Sen Chuck Grassley says that the Mueller team misrepresented the emails they submitted in charging documents. That should come as no surprise to anyone. Mueller and his right hand man, Andrew Weissmann both have a long history of misrepresenting evidence and of hiding anything exculpatory.
One example has to do with George Papadopoulos. They supplied emails giving the impression that the Trump campaign wanted a lower level campaign worker to accept meetings with the Russians, but when the entire email chain is read, it is obvius that they wanted a low level worker to DECLINE all meetings with Russians. Grassley has brought that fact up to AG Bill Barr.
The special counsel’s office fed “speculation and innuendo” about possible collusion with Russia by withholding key details from emails cited in a court filing in the case of former Trump adviser George Papadopoulos, a top Republican senator alleged in a newly released letter.
“The public deserves to have the full context for the information the Special Counsel chooses to release. The glaring lack of it feeds speculation and innuendo that distorts the facts,” Iowa Sen. Chuck Grassley wrote to special counsel Robert Mueller on Oct. 16, 2017.
Grassley, who then chaired the Senate Judiciary Committee, was responding to a “statement of offense” released in the case against Papadopoulos, the Trump campaign adviser who entered a plea deal in the special counsel’s probe on Oct. 5, 2017.
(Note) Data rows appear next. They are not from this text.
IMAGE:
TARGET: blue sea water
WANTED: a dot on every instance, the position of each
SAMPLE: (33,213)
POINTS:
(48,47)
Prosecutors quoted from several emails in a way that suggested top Trump campaign officials were eager to meet with Russians. But Grassley asserted that the full emails showed that campaign officials rebuffed the idea of meeting with Russians. The Iowa Republican took Mueller’s team to task for failing to correct news reports that cited the Papadopoulos court filings as evidence of possible collusion with Russia.